An open listing is a non-exclusive real estate contract which allows more than one broker to sell a property, including the property owner. Sellers may use an open listing if they believe their property is easy to sell, or the market is hot and it won't be hard to find potential buyers.

With an open contract, the seller agrees to pay commission to whoever finds a ready and willing buyer first. Open listings also allow owners to sell their homes themselves, as a For Sale By Owner or FSBO listing.

An open listing allows the seller to save money on commission, paying just one broker instead of two. Typically, property sellers pay two real estate commissions — one to the buyer's agent and one to their listing agent, for a total of 6% of the purchase price. With an open listing, the buyer only has to pay the seller's agent, cutting the commission costs in half.

How Does an Open Listing Work?

With an open listing, a seller is usually looking for a buyer and also has brokers (often, multiple brokers) working to find a buyer. Open listings are a risky proposition for realtors, because no matter how much work they've put in, the first broker to bring in a buyer is the one who will get paid. Or the seller could find their own buyer.

People who decide to sell their homes FSBO often use open listing agreements and search for buyers on their own, in addition to working with one or more real estate agents. With open listings, agents typically don't spend money on marketing or advertise the property unless they're relatively certain that responsive buyers will contact them and not go to the seller or another agent.

Many real estate agents will turn down open listings, because they're unlikely to see any commission from the property. Agents prefer to hold out for exclusive listings, where they have the sole right to find a buyer for the property.

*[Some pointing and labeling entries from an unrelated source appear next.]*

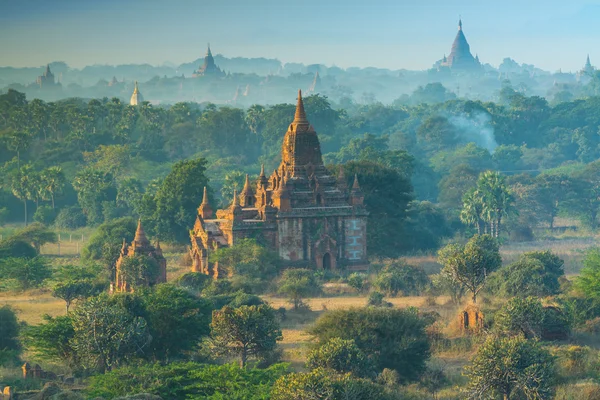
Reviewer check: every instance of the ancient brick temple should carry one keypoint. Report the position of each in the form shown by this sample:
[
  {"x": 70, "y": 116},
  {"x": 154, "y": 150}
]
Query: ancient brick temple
[
  {"x": 140, "y": 246},
  {"x": 460, "y": 57},
  {"x": 304, "y": 213}
]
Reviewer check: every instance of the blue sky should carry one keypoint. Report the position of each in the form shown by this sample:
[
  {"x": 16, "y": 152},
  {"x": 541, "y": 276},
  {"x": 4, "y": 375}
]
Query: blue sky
[{"x": 382, "y": 33}]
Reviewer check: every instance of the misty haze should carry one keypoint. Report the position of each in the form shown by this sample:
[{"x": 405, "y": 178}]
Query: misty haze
[{"x": 282, "y": 200}]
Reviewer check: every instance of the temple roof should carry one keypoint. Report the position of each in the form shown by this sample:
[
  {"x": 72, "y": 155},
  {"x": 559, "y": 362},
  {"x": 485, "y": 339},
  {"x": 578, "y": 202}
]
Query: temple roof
[
  {"x": 140, "y": 236},
  {"x": 460, "y": 55},
  {"x": 301, "y": 147},
  {"x": 136, "y": 97}
]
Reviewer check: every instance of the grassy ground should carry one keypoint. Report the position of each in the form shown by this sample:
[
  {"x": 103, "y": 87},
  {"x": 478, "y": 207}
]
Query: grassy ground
[{"x": 571, "y": 247}]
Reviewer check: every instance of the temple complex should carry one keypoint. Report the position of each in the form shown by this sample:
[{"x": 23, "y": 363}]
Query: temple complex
[
  {"x": 136, "y": 98},
  {"x": 140, "y": 246},
  {"x": 46, "y": 79},
  {"x": 460, "y": 58},
  {"x": 209, "y": 68},
  {"x": 309, "y": 217}
]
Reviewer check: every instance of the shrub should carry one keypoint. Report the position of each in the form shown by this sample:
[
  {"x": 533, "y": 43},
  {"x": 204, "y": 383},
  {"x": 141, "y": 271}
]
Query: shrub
[
  {"x": 187, "y": 380},
  {"x": 341, "y": 356},
  {"x": 399, "y": 277},
  {"x": 394, "y": 338},
  {"x": 44, "y": 215},
  {"x": 10, "y": 346},
  {"x": 376, "y": 299},
  {"x": 195, "y": 281},
  {"x": 70, "y": 218}
]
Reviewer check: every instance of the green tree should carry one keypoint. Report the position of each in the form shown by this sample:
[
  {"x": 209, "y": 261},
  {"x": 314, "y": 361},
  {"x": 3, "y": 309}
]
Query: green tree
[
  {"x": 37, "y": 235},
  {"x": 534, "y": 274},
  {"x": 22, "y": 183},
  {"x": 470, "y": 264},
  {"x": 139, "y": 271},
  {"x": 181, "y": 380},
  {"x": 588, "y": 282},
  {"x": 10, "y": 346},
  {"x": 392, "y": 338},
  {"x": 514, "y": 368},
  {"x": 26, "y": 273},
  {"x": 250, "y": 265},
  {"x": 106, "y": 335},
  {"x": 492, "y": 199},
  {"x": 340, "y": 355},
  {"x": 52, "y": 340},
  {"x": 177, "y": 320},
  {"x": 321, "y": 384},
  {"x": 93, "y": 187},
  {"x": 520, "y": 316},
  {"x": 244, "y": 332},
  {"x": 53, "y": 181},
  {"x": 72, "y": 290},
  {"x": 297, "y": 284}
]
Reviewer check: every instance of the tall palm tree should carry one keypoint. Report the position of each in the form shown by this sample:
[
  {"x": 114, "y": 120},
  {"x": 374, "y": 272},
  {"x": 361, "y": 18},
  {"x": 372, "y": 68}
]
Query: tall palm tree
[
  {"x": 497, "y": 199},
  {"x": 53, "y": 181},
  {"x": 472, "y": 211},
  {"x": 23, "y": 186}
]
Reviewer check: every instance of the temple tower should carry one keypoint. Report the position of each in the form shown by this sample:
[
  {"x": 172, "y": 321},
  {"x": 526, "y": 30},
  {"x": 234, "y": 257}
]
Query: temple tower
[{"x": 136, "y": 98}]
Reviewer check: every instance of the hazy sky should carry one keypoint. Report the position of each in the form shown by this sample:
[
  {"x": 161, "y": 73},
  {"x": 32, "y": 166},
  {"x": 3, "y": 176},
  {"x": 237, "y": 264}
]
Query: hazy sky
[{"x": 394, "y": 34}]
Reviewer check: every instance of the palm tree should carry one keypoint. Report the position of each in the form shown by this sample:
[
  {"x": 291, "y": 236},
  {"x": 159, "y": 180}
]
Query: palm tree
[
  {"x": 497, "y": 199},
  {"x": 472, "y": 211},
  {"x": 53, "y": 181},
  {"x": 23, "y": 187}
]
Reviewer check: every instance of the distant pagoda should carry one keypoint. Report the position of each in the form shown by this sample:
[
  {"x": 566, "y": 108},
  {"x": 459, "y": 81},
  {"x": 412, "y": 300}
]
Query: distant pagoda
[
  {"x": 136, "y": 98},
  {"x": 46, "y": 79},
  {"x": 460, "y": 58},
  {"x": 140, "y": 246},
  {"x": 209, "y": 68}
]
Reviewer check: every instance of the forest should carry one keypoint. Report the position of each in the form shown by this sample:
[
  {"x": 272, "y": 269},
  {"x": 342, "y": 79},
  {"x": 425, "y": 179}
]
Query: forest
[{"x": 484, "y": 271}]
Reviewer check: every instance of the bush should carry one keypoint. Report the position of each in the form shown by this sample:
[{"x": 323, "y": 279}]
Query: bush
[
  {"x": 376, "y": 300},
  {"x": 4, "y": 214},
  {"x": 16, "y": 248},
  {"x": 399, "y": 277},
  {"x": 341, "y": 356},
  {"x": 195, "y": 281},
  {"x": 358, "y": 281},
  {"x": 44, "y": 215},
  {"x": 187, "y": 380},
  {"x": 70, "y": 218}
]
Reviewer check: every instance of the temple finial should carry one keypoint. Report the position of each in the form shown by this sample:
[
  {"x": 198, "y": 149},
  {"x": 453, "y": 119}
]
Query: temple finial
[
  {"x": 235, "y": 199},
  {"x": 355, "y": 185},
  {"x": 300, "y": 116},
  {"x": 140, "y": 235},
  {"x": 205, "y": 196}
]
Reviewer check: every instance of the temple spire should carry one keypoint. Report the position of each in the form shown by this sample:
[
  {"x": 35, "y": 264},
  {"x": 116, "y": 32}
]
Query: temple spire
[
  {"x": 204, "y": 210},
  {"x": 140, "y": 235},
  {"x": 355, "y": 185},
  {"x": 205, "y": 196},
  {"x": 300, "y": 116}
]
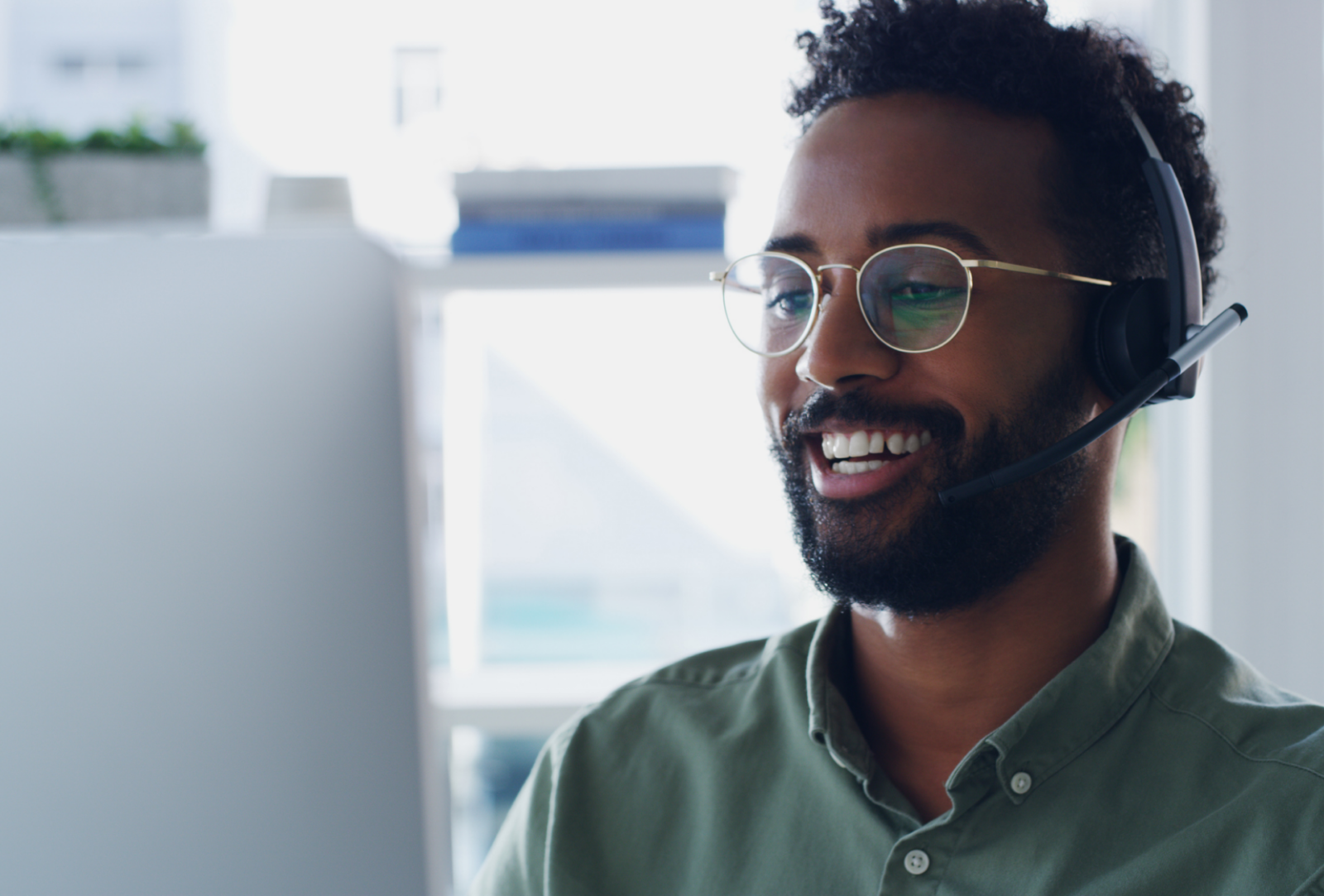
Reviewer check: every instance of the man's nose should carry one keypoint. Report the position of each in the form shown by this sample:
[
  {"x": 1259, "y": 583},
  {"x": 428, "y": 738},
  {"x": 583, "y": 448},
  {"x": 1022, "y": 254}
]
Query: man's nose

Properties can sell as open listings, but agents provide limited services and show less interest.

Being the chief marketer for the sale of a home you've lived in can be a very challenging process. Having lived in a house, homeowners have difficulty seeing it objectively, without their attached memories. Potential buyers need to see themselves in your home, not you and your family.

Real estate transactions are complex, and if you're a first-time home seller, you should be very clear that you understand what you're getting into before you get too far along in the process. Realtors are able to use their expertise to navigate the often rocky waters of real estate sales.

What Are the Pros and Cons of Open Listings?

Pros

The biggest advantage to selling your house FSBO with an open listing is saving money on commission. The 3% you save by selling your home yourself is a lot of money. You could also end up with multiple buyer's agents looking for buyers for you.

Sellers may want to consider an open listing if they're in a hot seller's market, where demand greatly exceeds supply. If you have a solid property in a market where buyers are abundant, this option may make sense for you.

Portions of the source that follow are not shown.